On day three and four, Elgar didn’t have an option. India were folded twice with the bat for a total well within the vicinity of the host. But South Africa lost two wickets, first Markram and then Petersen. After fighting it out physically on the field, against the mean and nasty Indian bowlers, he had a tougher challenge in front of him, mentally. 

Constant showers delayed start of play on day four, victory was well within South Africa’s grasp but one mistake also would leave them tumbling. While in 2018, he was just another senior figure, in 2022, he was a leader. If he played a rash shot, the media would be all over him, especially after losing the key to the Fortress. 

And on day three, when Thakur’s delivery smacked his gloves, he went down, his right ring finger was sprayed, iced, plastered and mentally, he was flabbergasted. South Africa is one of those countries where a batter is never in complete control, there is always a variable bouncing bullet having their name on it.
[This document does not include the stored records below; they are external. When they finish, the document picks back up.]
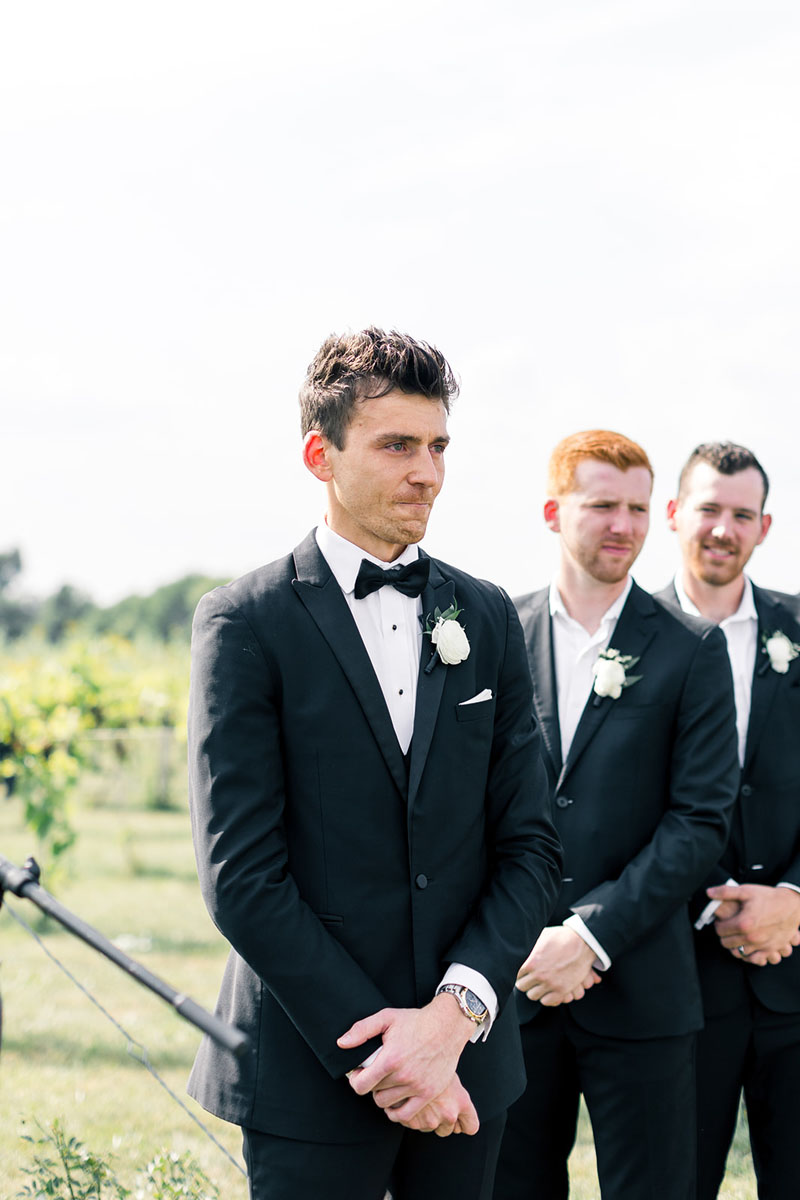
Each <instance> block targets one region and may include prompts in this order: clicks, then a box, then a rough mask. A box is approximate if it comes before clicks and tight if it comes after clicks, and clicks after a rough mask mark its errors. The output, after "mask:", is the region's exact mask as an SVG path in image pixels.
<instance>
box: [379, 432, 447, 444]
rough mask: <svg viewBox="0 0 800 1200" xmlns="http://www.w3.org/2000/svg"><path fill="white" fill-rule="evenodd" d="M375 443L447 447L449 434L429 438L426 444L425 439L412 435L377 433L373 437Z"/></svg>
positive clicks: (425, 439) (407, 434)
mask: <svg viewBox="0 0 800 1200" xmlns="http://www.w3.org/2000/svg"><path fill="white" fill-rule="evenodd" d="M375 440H377V442H405V443H407V444H408V445H413V446H421V445H423V444H426V445H445V446H446V445H447V444H449V442H450V434H449V433H441V434H440V436H439V437H435V438H431V440H429V442H426V439H425V438H419V437H416V436H415V434H413V433H378V434H377V437H375Z"/></svg>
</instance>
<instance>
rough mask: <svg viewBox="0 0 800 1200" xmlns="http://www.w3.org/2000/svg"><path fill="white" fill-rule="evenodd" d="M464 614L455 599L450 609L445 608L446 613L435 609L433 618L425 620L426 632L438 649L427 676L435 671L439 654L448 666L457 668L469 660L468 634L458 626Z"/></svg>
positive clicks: (430, 665) (436, 609) (427, 635)
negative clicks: (463, 661)
mask: <svg viewBox="0 0 800 1200" xmlns="http://www.w3.org/2000/svg"><path fill="white" fill-rule="evenodd" d="M462 612H463V610H462V608H459V607H458V606H457V604H456V600H455V599H453V602H452V604H451V606H450V608H445V611H444V612H441V610H440V608H434V610H433V617H431V616H428V617H426V618H425V632H426V634H427V636H428V637H429V638H431V641H432V642H433V644H434V646H435V648H437V650H435V653H434V654H433V655H432V656H431V661H429V662H428V665H427V667H426V668H425V671H426V674H427V673H428V672H429V671H433V667H434V665H435V661H437V653H438V655H439V658H440V659H441V661H443V662H444V664H445V665H446V666H457V664H458V662H463V661H464V659H465V658H469V642H468V640H467V634H465V632H464V626H463V625H459V624H458V617H459V616H461V613H462Z"/></svg>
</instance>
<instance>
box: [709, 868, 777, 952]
mask: <svg viewBox="0 0 800 1200" xmlns="http://www.w3.org/2000/svg"><path fill="white" fill-rule="evenodd" d="M708 894H709V896H710V898H711V899H712V900H722V901H723V902H722V904H721V905H720V908H717V911H716V913H715V930H716V934H717V937H718V938H720V942H721V943H722V946H724V948H726V949H727V950H730V953H732V954H733V956H734V958H736V959H744V960H745V961H747V962H750V964H751V965H752V966H765V965H766V964H768V962H771V964H777V962H780V961H781V959H786V958H788V956H789V954H792V950H793V948H794V947H795V946H800V930H799V928H798V926H799V925H800V894H798V893H796V892H793V890H792V888H774V887H768V886H765V884H760V883H744V884H741V886H739V887H734V886H732V884H723V886H722V887H717V888H709V889H708ZM730 902H733V904H734V905H735V908H734V911H733V912H730V911H729V904H730ZM742 946H744V947H745V950H746V953H745V954H742V953H741V949H740V947H742Z"/></svg>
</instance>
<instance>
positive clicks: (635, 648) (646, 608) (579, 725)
mask: <svg viewBox="0 0 800 1200" xmlns="http://www.w3.org/2000/svg"><path fill="white" fill-rule="evenodd" d="M655 614H656V606H655V601H654V599H652V596H650V595H648V593H646V592H643V590H642V588H639V587H637V584H636V583H634V584H633V587H632V588H631V593H630V595H628V598H627V600H626V601H625V607H624V608H622V611H621V613H620V616H619V620H618V622H616V625H615V628H614V632H613V634H612V638H610V642H609V646H610V647H612V648H613V649H615V650H619V652H620V654H630V655H632V656H633V658H637V656H638V658H640V656H642V655H643V654H644V650H645V649H646V647H648V644H649V643H650V642H651V641H652V638H654V637H655V634H656V625H655V622H654V620H652V618H654V617H655ZM644 671H646V664H640V662H637V665H636V668H634V674H643V673H644ZM631 686H633V688H636V684H632V685H631ZM624 695H625V691H622V696H624ZM622 696H620V697H619V698H618V700H612V698H610V696H602V697H600V696H597V695H595V692H594V691H591V692H590V694H589V700H588V701H587V707H585V708H584V710H583V713H582V714H581V720H579V721H578V727H577V730H576V731H575V737H573V738H572V745H571V746H570V752H569V755H567V760H566V762H565V763H564V767H563V769H561V775H560V778H559V781H558V787H560V786H561V784H563V782H564V779H565V776H566V775H569V773H570V770H572V768H573V767H575V764H576V762H577V760H578V758H579V757H581V755H582V754H583V751H584V750H585V749H587V746H588V745H589V743H590V742H591V739H593V738H594V737H595V734H596V733H597V730H600V727H601V726H602V724H603V721H604V720H606V718H607V716H608V714H609V713H610V710H612V706H613V704H619V703H621V702H622ZM632 702H633V703H636V700H632Z"/></svg>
There were many for Elgar but like a perfectly-trained ninja, he dodged it all. 

On the penultimate day of the Test, he dodged the last of it, the mental one. He came out, sharp in focus and strong in mental strength. The chirpy Indian corridor always were in his ears but by the time he walked out, with his helmet raised, his image was definitely etched in India’s mind. 

As a skipper, the left-hander has led absolutely from the front, a staggering average of 48.17 with the bat, three fifties and more importantly, showing the other batters that toughness is the name of the game. 308 balls, 81.8% in control but more importantly, with a false-shot percentage of just 15.9 in the second innings, the opener stood out. 

“When you perform like this over the period of four days, it does make you forget the pain in doing so,” he ended in the presentation. 

Over four days, Elgar showed what most openers fail to in modern-day cricket, the determination to finish off games. While he took several body blows, he delivered the biggest one of the nights, the blow that killed India’s hopes of maintaining their record at the venue. 

He might still wake up whining in pain but at the Wanderers, he definitely ended up with the biggest pleasure, of leading South Africa over the line against a tough unit, in the form of India.